SALT LAKE CITY -- The Food and Drug Administration is advising consumers to beware of false or misleading claims for treating autism.
The issue is more prominent in Utah than in many places, 1 in 54 children in the state fall on the autism spectrum disorder, according to the Centers for Disease Control.
It’s a statistic the FDA believes some businesses may take advantage of, if the public isn’t cautious. Click here for the recently released advisory.
“It’s important for folks to realize that there isn’t a medication or medical procedure which cures autism: It just doesn’t exist yet,” said Dr. Deborah Bilder, the medical director of the Autism Spectrum Disorder Clinic at the University of Utah.
Bilder agrees with the FDA’s advisory for consumers. Too often, she said, families will turn to unsupported treatments that don’t have any real benefits.
According to the FDA, some of the most common alternative therapies advertised include:
- Chelation Therapy
- Hyperbaric Oxygen Therapy
- Miracle Mineral Solution
- Detoxifying Clay Bath
- CocoKefir probiotic products
“Why we would use a procedure like hyperbaric oxygen when it has no FDA indication, why we would recommend that when it’s costly to families and it’s an unnecessary medical procedure, makes no sense to me,” Bilder said.
But other medical professionals have found success in alternative methods.
“We know that the autistic brain is an inflamed brain,” said Dr. Sherman Johnson, medical director of Advanced Wound Care Center in Taylorsville. “We know the children with autism have inflamed intestinal tracts. The gut problems with autistic children are really significant. And hyperbaric oxygen can reduce all of that inflammation.”

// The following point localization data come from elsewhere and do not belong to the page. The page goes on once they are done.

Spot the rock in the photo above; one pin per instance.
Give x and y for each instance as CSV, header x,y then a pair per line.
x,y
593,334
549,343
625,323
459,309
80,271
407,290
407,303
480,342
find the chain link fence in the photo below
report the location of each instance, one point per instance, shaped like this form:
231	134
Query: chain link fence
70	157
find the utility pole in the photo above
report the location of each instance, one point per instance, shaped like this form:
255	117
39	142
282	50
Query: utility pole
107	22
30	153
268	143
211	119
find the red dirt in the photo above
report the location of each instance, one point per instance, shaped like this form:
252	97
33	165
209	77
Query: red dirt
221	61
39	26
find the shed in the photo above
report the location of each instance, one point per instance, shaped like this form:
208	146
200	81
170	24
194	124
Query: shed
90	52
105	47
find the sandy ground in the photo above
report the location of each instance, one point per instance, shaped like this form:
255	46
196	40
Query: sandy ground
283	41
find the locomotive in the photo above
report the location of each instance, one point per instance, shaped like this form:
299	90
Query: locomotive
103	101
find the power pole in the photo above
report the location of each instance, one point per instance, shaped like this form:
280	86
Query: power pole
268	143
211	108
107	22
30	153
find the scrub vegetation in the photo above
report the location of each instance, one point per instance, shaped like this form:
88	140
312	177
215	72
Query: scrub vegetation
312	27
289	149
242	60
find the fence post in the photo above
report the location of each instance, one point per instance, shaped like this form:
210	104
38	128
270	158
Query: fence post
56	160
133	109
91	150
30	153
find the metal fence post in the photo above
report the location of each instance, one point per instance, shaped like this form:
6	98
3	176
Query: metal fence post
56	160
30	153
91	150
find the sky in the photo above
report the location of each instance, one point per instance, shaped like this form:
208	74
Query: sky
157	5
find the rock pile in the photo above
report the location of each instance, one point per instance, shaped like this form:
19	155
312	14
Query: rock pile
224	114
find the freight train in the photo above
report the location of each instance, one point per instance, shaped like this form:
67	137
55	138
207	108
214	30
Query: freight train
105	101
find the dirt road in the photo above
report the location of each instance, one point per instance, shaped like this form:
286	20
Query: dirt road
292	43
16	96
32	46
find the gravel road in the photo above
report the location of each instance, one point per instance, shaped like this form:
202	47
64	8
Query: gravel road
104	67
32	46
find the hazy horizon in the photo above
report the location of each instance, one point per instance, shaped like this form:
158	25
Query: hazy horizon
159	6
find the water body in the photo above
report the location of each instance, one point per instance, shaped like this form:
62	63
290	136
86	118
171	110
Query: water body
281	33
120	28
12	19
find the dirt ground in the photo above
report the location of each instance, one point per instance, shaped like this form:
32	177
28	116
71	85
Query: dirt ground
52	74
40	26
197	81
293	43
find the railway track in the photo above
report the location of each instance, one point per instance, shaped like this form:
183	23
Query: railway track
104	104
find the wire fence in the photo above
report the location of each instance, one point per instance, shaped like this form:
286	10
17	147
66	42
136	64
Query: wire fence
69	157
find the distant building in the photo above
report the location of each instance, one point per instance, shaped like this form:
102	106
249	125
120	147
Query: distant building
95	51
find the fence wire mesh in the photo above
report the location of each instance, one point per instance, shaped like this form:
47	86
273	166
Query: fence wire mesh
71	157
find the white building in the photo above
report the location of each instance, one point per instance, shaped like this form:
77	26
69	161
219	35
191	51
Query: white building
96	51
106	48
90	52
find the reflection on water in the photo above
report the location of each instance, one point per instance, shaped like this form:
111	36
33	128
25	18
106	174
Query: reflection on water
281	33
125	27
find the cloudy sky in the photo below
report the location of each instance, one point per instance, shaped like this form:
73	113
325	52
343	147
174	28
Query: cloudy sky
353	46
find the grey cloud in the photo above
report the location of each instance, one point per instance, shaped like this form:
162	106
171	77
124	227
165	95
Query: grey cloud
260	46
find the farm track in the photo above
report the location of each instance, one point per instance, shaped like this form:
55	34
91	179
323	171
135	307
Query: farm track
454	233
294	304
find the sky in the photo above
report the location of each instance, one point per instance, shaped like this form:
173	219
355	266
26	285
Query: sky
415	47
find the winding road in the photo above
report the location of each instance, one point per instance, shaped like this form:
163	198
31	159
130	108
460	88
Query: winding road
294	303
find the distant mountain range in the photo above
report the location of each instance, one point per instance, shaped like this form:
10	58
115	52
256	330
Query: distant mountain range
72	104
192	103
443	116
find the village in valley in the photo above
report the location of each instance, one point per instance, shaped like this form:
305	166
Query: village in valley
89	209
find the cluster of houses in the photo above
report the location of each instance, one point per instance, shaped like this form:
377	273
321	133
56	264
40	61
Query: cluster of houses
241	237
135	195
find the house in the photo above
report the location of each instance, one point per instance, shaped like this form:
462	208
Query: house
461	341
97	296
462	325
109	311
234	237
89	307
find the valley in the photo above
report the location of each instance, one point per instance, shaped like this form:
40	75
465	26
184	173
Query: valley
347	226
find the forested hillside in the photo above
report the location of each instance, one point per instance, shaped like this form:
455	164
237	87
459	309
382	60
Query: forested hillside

For the last decade, Sherman has been using hyperbaric chambers to treat wounded patients, but the common procedure has also attracted patients with autism spectrum disorder.
“I won’t say that I treat autism spectrum patients,” Johnson said. “We do provide hyperbaric oxygen treatments for them, with the understanding that they may or may not be helped.”
But for the few clients he has seen, Sherman believes the treatments have been successful.
“The most interesting and dramatic effect is in their socialization and language development,” Sherman said. “They gain, rather quickly, new vocabulary, new receptive language skills and expressive language skills.”
Still, the FDA advises consumers to proceed with caution when seeking alternative treatment methods. They recommend the public be suspicious of any places or products that claim to treat a wide range of diseases, or ones that offer testimonials instead of scientific evidence.